The scanner parses OpenAPI 3.0, 3.1, and Swagger 2.0 definitions with recursive $ref resolution and cross-references spec definitions against runtime findings. This surfaces missing security schemes, deprecated operations, and over-exposed fields that may amplify poisoning impact.

Integration into your security program

Use the Web Dashboard to track scan score trends over time and download branded compliance evidence. Add the GitHub Action to CI/CD to fail builds when the LLM security score drops below your threshold. For automated pipelines, call the API client to integrate scanning into existing workflows. Schedule regular rescans with the Pro tier to detect introduced weaknesses after model updates or prompt changes.

Authenticated scanning supports Bearer, API key, Basic auth, and cookies, with domain verification to ensure only your organization runs scans against protected endpoints. Header allowlisting limits forwarded headers to Authorization, X-API-Key, Cookie, and X-Custom-*.

Frequently Asked Questions

What does a few-shot poisoning test actually measure?
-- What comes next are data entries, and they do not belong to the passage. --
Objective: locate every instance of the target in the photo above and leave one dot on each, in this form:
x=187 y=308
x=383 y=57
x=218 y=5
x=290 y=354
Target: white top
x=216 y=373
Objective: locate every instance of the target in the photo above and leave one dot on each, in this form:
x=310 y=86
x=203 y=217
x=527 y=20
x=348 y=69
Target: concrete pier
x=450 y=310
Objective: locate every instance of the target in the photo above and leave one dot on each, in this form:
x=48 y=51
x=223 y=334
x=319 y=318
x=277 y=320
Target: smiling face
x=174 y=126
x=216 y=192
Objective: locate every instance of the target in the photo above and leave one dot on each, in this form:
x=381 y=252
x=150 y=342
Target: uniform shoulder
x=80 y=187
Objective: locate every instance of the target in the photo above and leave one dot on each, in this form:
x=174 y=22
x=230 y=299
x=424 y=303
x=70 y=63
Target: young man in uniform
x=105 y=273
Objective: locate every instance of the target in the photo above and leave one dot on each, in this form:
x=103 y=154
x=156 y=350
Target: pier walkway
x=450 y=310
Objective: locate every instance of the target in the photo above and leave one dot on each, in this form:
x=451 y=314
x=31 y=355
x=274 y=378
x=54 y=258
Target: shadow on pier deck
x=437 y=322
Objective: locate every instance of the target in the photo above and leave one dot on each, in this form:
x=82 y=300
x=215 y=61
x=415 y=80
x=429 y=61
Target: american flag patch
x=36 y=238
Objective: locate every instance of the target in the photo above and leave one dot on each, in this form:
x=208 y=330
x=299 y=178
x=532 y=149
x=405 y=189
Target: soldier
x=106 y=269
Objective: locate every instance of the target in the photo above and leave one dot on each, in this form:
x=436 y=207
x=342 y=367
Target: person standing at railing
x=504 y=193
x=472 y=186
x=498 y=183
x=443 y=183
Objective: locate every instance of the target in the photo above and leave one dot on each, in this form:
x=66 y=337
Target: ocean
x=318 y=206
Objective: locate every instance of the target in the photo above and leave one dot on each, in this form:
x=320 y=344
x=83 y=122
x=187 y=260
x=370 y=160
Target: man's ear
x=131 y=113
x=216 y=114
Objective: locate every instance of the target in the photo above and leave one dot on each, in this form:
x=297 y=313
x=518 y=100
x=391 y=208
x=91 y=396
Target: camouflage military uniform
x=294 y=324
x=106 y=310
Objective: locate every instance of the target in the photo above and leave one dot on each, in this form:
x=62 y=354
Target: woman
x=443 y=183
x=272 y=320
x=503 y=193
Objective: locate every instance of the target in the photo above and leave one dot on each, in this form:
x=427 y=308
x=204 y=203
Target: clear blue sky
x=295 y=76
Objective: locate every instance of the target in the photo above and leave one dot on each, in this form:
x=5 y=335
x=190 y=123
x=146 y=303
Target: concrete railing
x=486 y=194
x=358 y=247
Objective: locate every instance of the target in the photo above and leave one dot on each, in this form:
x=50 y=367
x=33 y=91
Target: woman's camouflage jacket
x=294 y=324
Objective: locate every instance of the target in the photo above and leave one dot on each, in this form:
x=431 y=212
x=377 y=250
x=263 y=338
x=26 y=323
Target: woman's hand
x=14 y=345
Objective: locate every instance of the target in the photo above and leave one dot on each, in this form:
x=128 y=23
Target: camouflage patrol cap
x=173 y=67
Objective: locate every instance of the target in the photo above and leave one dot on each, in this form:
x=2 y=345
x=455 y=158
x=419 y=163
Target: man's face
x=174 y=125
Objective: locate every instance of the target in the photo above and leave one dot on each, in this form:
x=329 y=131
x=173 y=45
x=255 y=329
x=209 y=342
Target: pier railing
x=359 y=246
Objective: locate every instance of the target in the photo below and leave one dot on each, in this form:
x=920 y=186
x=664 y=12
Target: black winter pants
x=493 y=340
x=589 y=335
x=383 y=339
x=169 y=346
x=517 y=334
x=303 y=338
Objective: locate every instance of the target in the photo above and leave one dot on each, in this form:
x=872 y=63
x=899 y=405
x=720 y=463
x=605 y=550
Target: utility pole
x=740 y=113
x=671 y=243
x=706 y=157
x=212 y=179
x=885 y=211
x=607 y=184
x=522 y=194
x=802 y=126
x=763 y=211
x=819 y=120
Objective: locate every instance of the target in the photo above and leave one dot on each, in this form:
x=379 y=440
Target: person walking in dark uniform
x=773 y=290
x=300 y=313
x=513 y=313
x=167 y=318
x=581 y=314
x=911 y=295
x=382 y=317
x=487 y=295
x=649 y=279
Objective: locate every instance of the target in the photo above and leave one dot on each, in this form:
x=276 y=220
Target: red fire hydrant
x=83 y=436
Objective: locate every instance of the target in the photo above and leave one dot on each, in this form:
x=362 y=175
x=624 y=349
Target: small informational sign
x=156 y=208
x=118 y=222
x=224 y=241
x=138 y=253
It measures whether small, injected examples in prompts or instructions can cause the model to ignore safety constraints, reveal system details, or exfiltrate data.

Can this replace a red team engagement for LLM security?

No. The scanner detects known adversarial patterns and surface-level issues, but business logic and high-stakes audits still require human expertise.

Does testing affect production model behavior?

Scans are read-only and use non-destructive inputs. No training or fine-tuning occurs during a scan.

How are findings mapped to compliance frameworks?

Findings map to OWASP API Top 10 (2023) and align with security controls described in SOC 2 Type II and PCI-DSS 4.0.

What happens to scan data after account cancellation?

Customer data is deletable on demand and purged within 30 days of cancellation. It is never sold or used for model training.